A representatividade na minha visão é umas das questões mais vitais, por que se comunica direto com a autoestima das pessoas. Ela pode virar a chave do "nunca será" pro "é possível!". Uma garotinha quando olha pra TV, e se enxerga na Taís Araújo por exemplo, aceitando seu cabelo, sua beleza, sua cor... Boom! Levantou a cabeça. Isso pode mudar (e provavelmente mudará) a vida dela pra sempre.
É isso que fez eu me identificar com o Rap, a representatividade. Eu me enxerguei nos caras, e ainda me enxergo. É isso que faz 90% dos garotos de periferia em algum momento da vida sonharem em ser jogadores de futebol (inclusive eu, até ver que não nasci pra isso), é olhar pro campo e se ver nas maiores estrelas do esporte.

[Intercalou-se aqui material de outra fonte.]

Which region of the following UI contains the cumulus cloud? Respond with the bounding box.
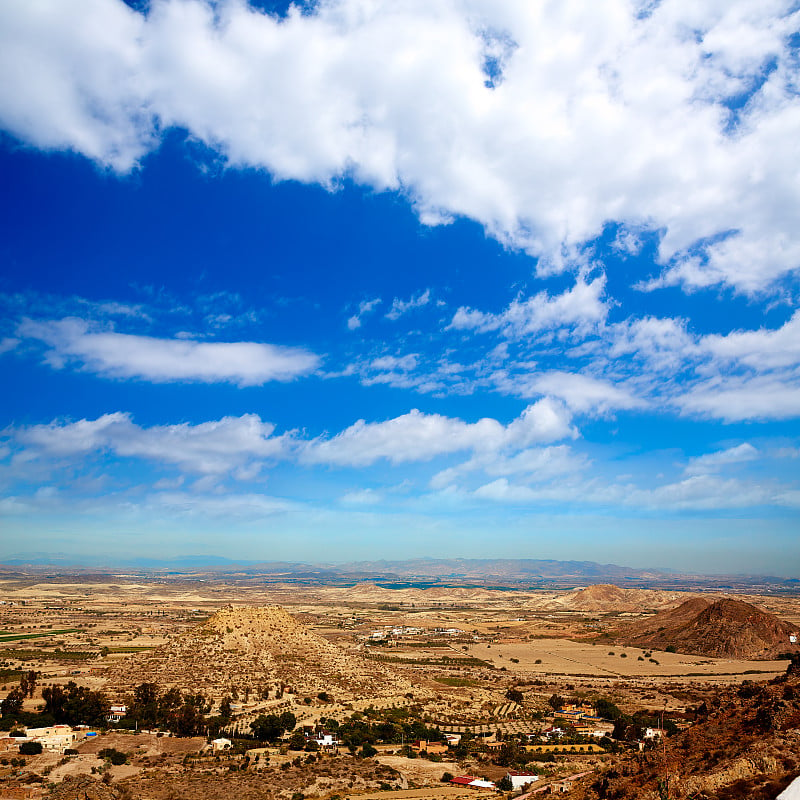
[513,371,643,415]
[302,397,574,467]
[450,274,608,338]
[18,317,320,385]
[677,375,800,422]
[13,412,290,475]
[701,311,800,370]
[1,0,798,291]
[431,443,586,490]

Quando o garoto olha pro bandido e se vê na figura do cara ou até mesmo do moleque, isso também representa algo pra ele. É o "poder". A partir do momento em que nossos garotos e garotas começarem a se enxergar nas mais variadas e relevantes posições na sociedade, teremos mais jovens sabendo que é possível e sonhando com aquilo.
No rap, nós usamos muito o termo "representar". Quando alguém diz: "Vai lá e representa!", essa pessoa quer dizer: "Represente aqueles que estão ao seu lado e acreditam em você, para aqueles que te verem lá saberem que estamos aqui, firmes, fortes e orgulhosos de sermos o que somos". Isso é representatividade.
Nesta mesma edição, mostramos como o racismo às vezes é inconsciente. Automaticamente (por causa de um conceito da psicologia que se chama viés inconsciente), associamos as palavras "branco" e "armado" a um delegado; e "negro" e "armado" a um bandido, por exemplo. Você acha que a música pode ser uma ferramenta de mudança nesse sentido?
Com certeza! Ao longo da história a música tem associado a figura do negro ao cara bem sucedido, ao talentoso, ao gênio, ao guerreiro, ao cara que quebrou barreiras. Isso não significa que os problemas acabam ali, mas mostra que é possível passar por cima disso com a cabeça erguida.
Não à toa, vários ídolos da música negra em alguma parte da carreira (alguns em toda ela) se devotam ao movimento. Bob Marley, Nina Simone, Fella Kuti, Wilson Simonal, James Brown, Milton Nascimento... A luta pelo sonho várias vezes se cruza com a luta pelo direitos iguais.
Não só na música, em diversas áreas artísticas, no esporte, no empreendedorismo, etc... Em todos os lugares, o progresso de um negro representa o progresso de todos aqueles que lutam. E quando a vitória do negro se tornar algo comum, ao invés de apenas a luta, aí sim, talvez tenhamos um Brasil sem racismo.